In stolzen Zeiten waren bis zu 22.000 Menschen in dem Werk beschäftigt. Mit der Werksschließung von Opel endet ein einstiges Vorzeigeprojekt des Strukturwandels an der Ruhr. Das Werk war auf früherem Bergbaugrund errichtet worden, als im Revier das Zechensterben begann. Es beschäftigte nach der Eröffnung 1962 sofort rund 10.000 Menschen – viele davon ehemalige Kumpel. Zuletzt standen noch 3.000 Mitarbeiter bei Opel Bochum in Brot und Lohn.

Sie stehen nun vor einer ungewissen beruflichen Zukunft. Die Bochumer Opelaner sind im Schnitt 50 Jahre alt und über 20 Jahre am Band oder im Betrieb. Ihre Vermittlungschancen auf einem Ruhr-Arbeitsmarkt mit ohnehin überdurchschnittlicher Arbeitslosigkeit sehen Fachleute trotz guter Ausbildung und zweijähriger Transfergesellschaft mit großer Skepsis.

„Da ist viel Hilflosigkeit, es gibt keine Ersatzbeschäftigung“, sagt Betriebsratschef Rainer Einenkel. Dudenhöffer ergänzt: „Selbst wenn sie Abstriche machen, stehen mit ihrem hohen Lohnniveau die Chancen schlecht, eine neue Anstellung zu finden. Für die Opel-Belegschaft ist die Schließung besonders hart.“ Rund 550 Millionen Euro zahlt der Autokonzern nach Gewerkschaftsangaben nun für die Jobbörse und Abfindungen in Bochum. Im Schnitt bekommt jeder Mitarbeiter nach Gewerkschaftsberechnung rund 125.000 Euro, die aber versteuert werden müssen.

700 Arbeitsplätze bleiben

„Man hat uns hier verhungern lassen“, sagt Hans Skopek aus der Endmontage, der seit 40 Jahren bei Opel arbeitet. Die letzten zehn Jahre sei es mit dem Werk immer weiter bergab gegangen. „Das Management hat das Werk vor die Hunde gehen lassen.“ Am Ende habe es sogar reingeregnet.

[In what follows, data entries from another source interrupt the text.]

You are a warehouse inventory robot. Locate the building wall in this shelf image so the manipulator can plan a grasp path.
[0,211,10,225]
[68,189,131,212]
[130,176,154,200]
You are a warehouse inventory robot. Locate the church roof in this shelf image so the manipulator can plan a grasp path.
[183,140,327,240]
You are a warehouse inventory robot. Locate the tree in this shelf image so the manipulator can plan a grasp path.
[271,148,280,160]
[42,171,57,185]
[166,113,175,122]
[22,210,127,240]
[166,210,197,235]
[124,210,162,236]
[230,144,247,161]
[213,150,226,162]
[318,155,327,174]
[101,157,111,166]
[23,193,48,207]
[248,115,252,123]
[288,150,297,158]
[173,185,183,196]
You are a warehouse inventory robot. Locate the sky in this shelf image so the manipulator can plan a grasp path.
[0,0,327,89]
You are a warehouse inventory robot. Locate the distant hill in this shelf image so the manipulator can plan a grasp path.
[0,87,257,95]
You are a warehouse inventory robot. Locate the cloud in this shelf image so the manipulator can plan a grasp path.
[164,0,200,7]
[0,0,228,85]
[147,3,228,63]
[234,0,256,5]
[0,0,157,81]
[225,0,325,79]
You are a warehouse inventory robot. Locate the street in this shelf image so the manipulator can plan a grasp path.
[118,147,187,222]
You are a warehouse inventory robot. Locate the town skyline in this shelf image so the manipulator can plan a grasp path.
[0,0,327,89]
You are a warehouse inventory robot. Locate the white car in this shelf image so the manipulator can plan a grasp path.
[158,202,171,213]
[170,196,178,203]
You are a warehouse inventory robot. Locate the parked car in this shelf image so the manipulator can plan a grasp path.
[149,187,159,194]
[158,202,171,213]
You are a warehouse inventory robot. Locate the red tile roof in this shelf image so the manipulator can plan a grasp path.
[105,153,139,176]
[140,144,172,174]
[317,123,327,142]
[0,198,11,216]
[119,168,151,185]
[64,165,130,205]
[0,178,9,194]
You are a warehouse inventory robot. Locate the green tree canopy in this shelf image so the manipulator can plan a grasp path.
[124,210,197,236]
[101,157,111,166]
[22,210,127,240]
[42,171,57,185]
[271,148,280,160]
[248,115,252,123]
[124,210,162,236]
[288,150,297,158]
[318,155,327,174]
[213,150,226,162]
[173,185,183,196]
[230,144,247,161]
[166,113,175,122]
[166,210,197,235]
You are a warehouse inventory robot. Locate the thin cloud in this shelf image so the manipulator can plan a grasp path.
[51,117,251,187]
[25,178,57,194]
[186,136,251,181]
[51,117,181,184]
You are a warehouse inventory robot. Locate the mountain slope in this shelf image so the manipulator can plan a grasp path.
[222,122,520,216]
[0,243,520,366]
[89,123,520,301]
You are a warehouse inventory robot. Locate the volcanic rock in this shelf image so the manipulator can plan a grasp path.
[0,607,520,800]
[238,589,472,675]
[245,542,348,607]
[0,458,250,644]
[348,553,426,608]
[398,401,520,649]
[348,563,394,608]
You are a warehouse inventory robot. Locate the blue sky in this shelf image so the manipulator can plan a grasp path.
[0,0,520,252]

Für den 55-Jährigen Anlagenelektroniker geht es 2015 in die zweijährige Transfergesellschaft – sieben Monate mit vollem Geld, dann mit 80 und im letzten Jahr mit 70 Prozent des Gehalts. „Das ist jetzt Neuland: vielleicht finde ich ja was in meinem gelernten Beruf.“ Doch Skopeks Zeit in diesem Beruf ist lange her.

700 Arbeitsplätze bleiben – garantiert zunächst bis 2020 – in Bochum im zentralen Ersatzteillager des Opelkonzerns. Das Lager läuft aber nicht mehr unter dem Opel-Logo, sondern wird vom Opel-Partnerunternehmen Neovia betrieben. Rund 2700 Menschen landen in der Transfergesellschaft.

Der Niedergang des Werks zeichnete sich bereits länger ab. In den 90er Jahren kosteten Qulaitätsmängel und Fehler in der Modellpolitik Opel zahlreiche Kunden – und in der Folge viele Angestellte ihren Job. Spätestens 2004, als die Motorenfertigung in Bochum eingestellt wurde, begann für das Werk der Überlebenskampf. Als der Konzern 2009 nur knapp an der Insolvenz vorbeischlitterte, war klar, dass einige Werke wegen hohen Überkapazitäten schließen müssen. 2010 wurde das Werk im belgischen Anderlecht geschlossen.